Now bouts of hot, dry weather are
coming earlier and earlier, setting the stage for prime fire conditions.
Southern California already has a nearly year-round fire season, Scott Stephens, a
professor of fire science at the University of California, Berkeley, said.
With
those hot periods likely coming earlier and earlier in spring and summer as
global temperatures continue to rise, “you’re going to have a longer period
where fire can ignite and move,” Stephens said.
While the past few years in California have seen wildfires fueled by the
record-setting drought in
the state that killed off swaths of trees, this fire season has been helped by
the opposite conditions.
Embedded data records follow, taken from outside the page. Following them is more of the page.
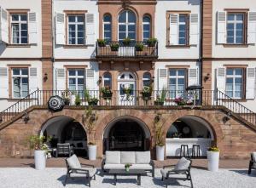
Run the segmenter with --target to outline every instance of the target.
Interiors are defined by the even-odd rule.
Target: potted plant
[[[143,95],[143,100],[148,101],[151,99],[152,88],[149,86],[144,86],[141,94]]]
[[[105,39],[97,39],[97,43],[98,43],[99,47],[105,47],[106,40]]]
[[[45,142],[49,140],[49,137],[45,138],[42,135],[32,135],[28,139],[30,149],[34,150],[35,168],[38,170],[45,168],[48,151],[48,145]]]
[[[96,160],[97,157],[97,145],[95,142],[89,142],[88,144],[88,157],[89,160]]]
[[[156,97],[156,100],[154,100],[154,105],[163,105],[165,104],[166,94],[167,94],[167,91],[165,88],[163,88],[161,90],[160,96],[158,95]]]
[[[102,98],[104,100],[111,100],[113,93],[112,93],[109,86],[102,88],[101,92],[102,94]]]
[[[123,40],[123,45],[124,46],[130,46],[130,44],[131,44],[131,38],[130,37],[125,37],[125,38],[124,38],[124,40]]]
[[[217,172],[218,170],[219,149],[209,147],[207,150],[208,170]]]
[[[144,45],[141,43],[137,43],[136,45],[135,45],[135,49],[136,49],[136,51],[137,51],[137,52],[142,52],[142,51],[143,51],[143,48],[144,48]]]
[[[155,140],[156,140],[156,160],[165,160],[165,144],[163,141],[161,115],[158,114],[154,117]]]
[[[111,43],[110,48],[111,48],[111,51],[117,52],[117,51],[119,51],[119,43]]]
[[[156,38],[148,38],[147,40],[147,44],[148,47],[154,47],[156,43],[157,43]]]
[[[81,105],[81,99],[80,99],[79,94],[77,94],[77,95],[76,95],[76,98],[75,98],[75,105]]]
[[[126,163],[126,164],[125,165],[125,171],[126,171],[126,172],[129,172],[130,167],[131,167],[131,163]]]

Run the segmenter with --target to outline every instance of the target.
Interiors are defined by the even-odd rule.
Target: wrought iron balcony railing
[[[148,43],[142,41],[131,41],[129,44],[123,42],[112,41],[106,44],[96,43],[96,58],[142,58],[157,59],[158,43]]]

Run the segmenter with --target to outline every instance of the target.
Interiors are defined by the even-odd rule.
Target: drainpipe
[[[200,1],[200,25],[201,25],[201,32],[200,32],[200,44],[199,44],[199,70],[201,73],[201,77],[199,79],[199,84],[202,86],[203,80],[203,72],[202,72],[202,55],[203,55],[203,0]],[[201,92],[201,103],[202,103],[202,92],[203,88]]]

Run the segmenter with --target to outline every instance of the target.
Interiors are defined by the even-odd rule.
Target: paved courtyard
[[[32,168],[1,168],[0,187],[4,188],[58,188],[64,187],[63,182],[66,176],[64,168],[47,168],[45,170],[38,171]],[[217,173],[212,173],[205,169],[192,169],[194,187],[195,188],[255,188],[256,172],[247,175],[247,169],[220,169]],[[96,188],[135,188],[136,177],[118,177],[117,185],[113,185],[112,176],[103,177],[102,171],[98,171],[96,181],[91,181],[91,187]],[[84,179],[69,179],[67,188],[86,187]],[[152,179],[150,174],[142,178],[140,187],[164,187],[160,181],[160,169],[156,169],[156,177]],[[190,187],[189,181],[173,181],[169,187]]]

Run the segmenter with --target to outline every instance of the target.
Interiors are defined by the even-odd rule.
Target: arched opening
[[[103,151],[148,151],[150,131],[142,121],[122,117],[111,122],[103,134]]]
[[[49,147],[55,150],[57,144],[69,143],[78,156],[87,156],[87,135],[80,122],[69,117],[55,117],[43,126],[41,135],[52,137]]]
[[[198,149],[193,145],[197,145],[200,151],[200,154],[194,157],[207,157],[207,148],[212,141],[214,134],[207,121],[199,117],[184,116],[172,122],[167,131],[166,157],[181,157],[182,145],[187,145],[189,157],[193,156],[193,151],[197,153],[195,150]]]

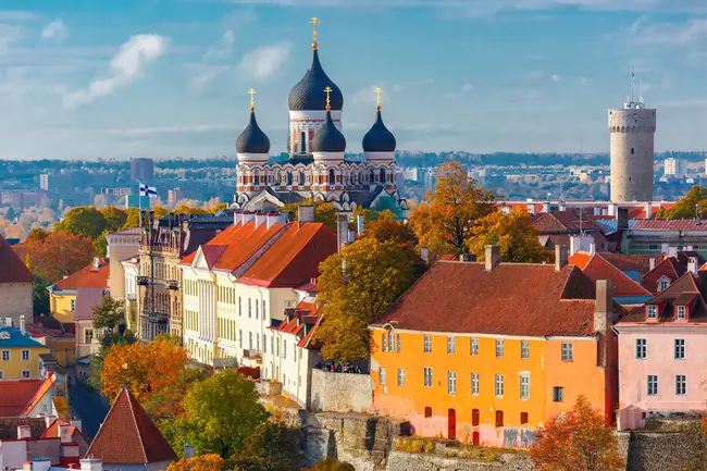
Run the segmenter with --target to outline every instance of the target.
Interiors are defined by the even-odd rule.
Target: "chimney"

Ample winter rains allowed grasslands to flourish, so
when hot, dry conditions came in June, those grasses were quickly cured into
perfect fire fuel, Stephens said.
With
the shifts in the fire season, policymakers and fire managers may have to begin
to rethink some of their strategies for preventing fires, particularly as the
longer fire season eats into the time that managers have to conduct prescribed
burns to burn up potential fuel, Stephens said. Areas may also have to do more
prescribed burns during drought years, to reduce fuel loads, he said.
Funding
for firefighting — the costs of which have topped $1 billion in 12 of the past
15 years — may also have to be rethought. Instead of having a seasonal
firefighting team, funding may have to be put in place for a year-round one,
Stephens said.
Hot
and dry conditions are expected to persist across the West over the next few
days, which could help more fires start and spread. Areas in the path of next
month’s solar eclipse, particularly drought-plagued Montana, are also concerned
about the influx of eclipse watchers who may not be aware of the fire danger or
the precautions they’ll need to take in order to avoid accidentally setting
one.
“It’s
really important that people recognize” that danger and are aware of the
various fire restrictions in place, Broyles said.